2 weeks ago, I made a bold decision to turn down a training contract. Bold because I get to pay the bills with the training fee, and I’m in need of cash. It was actually very daunting for me to turn down this contract as this contract can resolve some financial tightness this month. Yet I turned this opportunity away.
Something in me hinted, “don’t take this job.”
I agreed to take up this training contract when I was approached. I even prepared the notes, materials and lesson plan. I was ready physically, but my heart wasn’t at peace
There was struggle between the mind and the soul. Hey, there’s money to be earned why am I turning it away.
The left brain went on with the pros and cons. It came out with various reasons why I must do it. There were many reasons why I should do it. Money, great exposure, out of comfort zone, new experiences etc.
However, the right brain couldn’t keep still too. I felt unrest, and absolutely not at peace with this contract. There was a war going on with my body. There was lots of disturbance in my heart. I couldn’t rest well, I couldn’t sleep well. And I got to make a decision fast.

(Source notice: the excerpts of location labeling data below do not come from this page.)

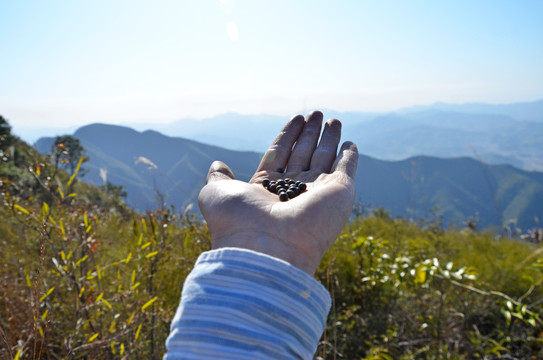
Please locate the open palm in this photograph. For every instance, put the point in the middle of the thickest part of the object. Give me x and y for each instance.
(300, 230)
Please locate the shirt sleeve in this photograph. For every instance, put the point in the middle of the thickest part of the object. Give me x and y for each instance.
(241, 304)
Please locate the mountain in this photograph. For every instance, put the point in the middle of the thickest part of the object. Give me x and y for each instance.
(496, 139)
(497, 134)
(147, 162)
(523, 111)
(461, 188)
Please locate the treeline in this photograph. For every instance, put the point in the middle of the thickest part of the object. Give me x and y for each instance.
(84, 276)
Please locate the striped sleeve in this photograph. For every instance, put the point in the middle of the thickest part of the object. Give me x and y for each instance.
(240, 304)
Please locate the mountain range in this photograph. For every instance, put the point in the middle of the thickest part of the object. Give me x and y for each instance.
(497, 134)
(157, 169)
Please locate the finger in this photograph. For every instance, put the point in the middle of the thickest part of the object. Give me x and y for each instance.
(305, 145)
(219, 171)
(279, 151)
(347, 160)
(325, 154)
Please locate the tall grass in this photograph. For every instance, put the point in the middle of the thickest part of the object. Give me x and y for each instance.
(83, 276)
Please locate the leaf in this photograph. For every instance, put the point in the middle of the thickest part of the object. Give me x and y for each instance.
(99, 297)
(131, 318)
(81, 260)
(44, 315)
(61, 224)
(44, 210)
(149, 303)
(107, 304)
(138, 332)
(128, 258)
(76, 170)
(44, 296)
(20, 208)
(59, 189)
(27, 279)
(507, 315)
(420, 275)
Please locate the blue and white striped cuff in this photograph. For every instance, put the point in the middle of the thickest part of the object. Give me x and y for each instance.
(240, 304)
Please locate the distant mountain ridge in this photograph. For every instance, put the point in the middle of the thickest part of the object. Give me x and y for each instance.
(497, 134)
(156, 168)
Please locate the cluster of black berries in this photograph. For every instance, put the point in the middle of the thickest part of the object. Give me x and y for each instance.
(285, 188)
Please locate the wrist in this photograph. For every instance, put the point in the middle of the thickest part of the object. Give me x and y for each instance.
(271, 245)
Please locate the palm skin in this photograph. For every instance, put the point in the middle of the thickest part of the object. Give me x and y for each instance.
(300, 230)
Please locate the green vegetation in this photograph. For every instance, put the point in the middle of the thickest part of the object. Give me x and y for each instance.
(83, 276)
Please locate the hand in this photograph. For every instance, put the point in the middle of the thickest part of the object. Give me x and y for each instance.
(302, 229)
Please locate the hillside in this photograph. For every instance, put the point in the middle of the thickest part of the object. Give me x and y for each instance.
(145, 162)
(460, 188)
(95, 280)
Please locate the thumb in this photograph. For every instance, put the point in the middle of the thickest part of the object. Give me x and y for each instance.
(219, 171)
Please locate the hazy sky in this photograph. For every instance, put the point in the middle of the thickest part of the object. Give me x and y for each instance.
(68, 63)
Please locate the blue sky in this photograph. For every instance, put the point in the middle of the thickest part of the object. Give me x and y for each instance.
(67, 63)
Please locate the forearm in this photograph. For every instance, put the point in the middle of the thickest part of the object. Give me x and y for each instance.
(239, 304)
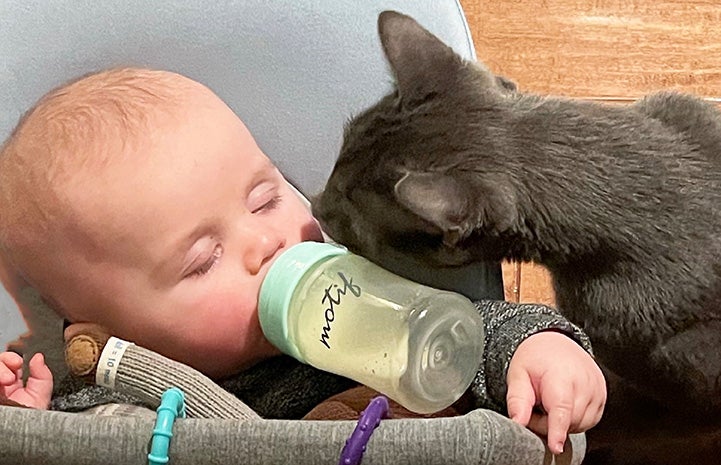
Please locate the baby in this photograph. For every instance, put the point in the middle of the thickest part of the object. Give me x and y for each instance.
(137, 200)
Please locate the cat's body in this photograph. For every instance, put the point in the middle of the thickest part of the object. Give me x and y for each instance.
(621, 203)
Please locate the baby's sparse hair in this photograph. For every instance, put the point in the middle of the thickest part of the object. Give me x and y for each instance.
(77, 128)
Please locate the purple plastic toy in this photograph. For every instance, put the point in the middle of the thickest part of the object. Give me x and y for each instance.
(369, 420)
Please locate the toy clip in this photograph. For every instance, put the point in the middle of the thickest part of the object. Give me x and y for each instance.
(172, 405)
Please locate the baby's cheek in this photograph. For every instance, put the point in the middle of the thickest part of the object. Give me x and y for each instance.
(223, 335)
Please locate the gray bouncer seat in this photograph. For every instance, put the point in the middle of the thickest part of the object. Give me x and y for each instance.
(294, 71)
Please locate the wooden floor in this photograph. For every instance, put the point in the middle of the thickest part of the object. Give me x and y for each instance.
(606, 50)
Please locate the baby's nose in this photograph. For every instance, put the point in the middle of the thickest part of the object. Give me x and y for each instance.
(261, 247)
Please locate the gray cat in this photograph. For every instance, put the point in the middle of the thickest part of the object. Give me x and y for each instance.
(621, 203)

In the end, I chose to follow my heart.
Is this fear, I asked myself? The fear of getting into the unknown could have created a stir. I checked that too. And it wasn’t fear. I do know the feeling of fear when stepping into the unknown. I had that experience before. Though afraid, I was also excited and looking forward to it. But this time, I wasn’t looking forward to it, I wasn’t excited.
So now I follow my heart more? It depends. Since we are given a half of left and right brain, I believe it has to be a balance of both analyzing and feeling. Truthfully, I’m still very left brain, but my heart was shouting out loud this time. And I trust my intuition this time. Also I’m learning to listen to my heart more.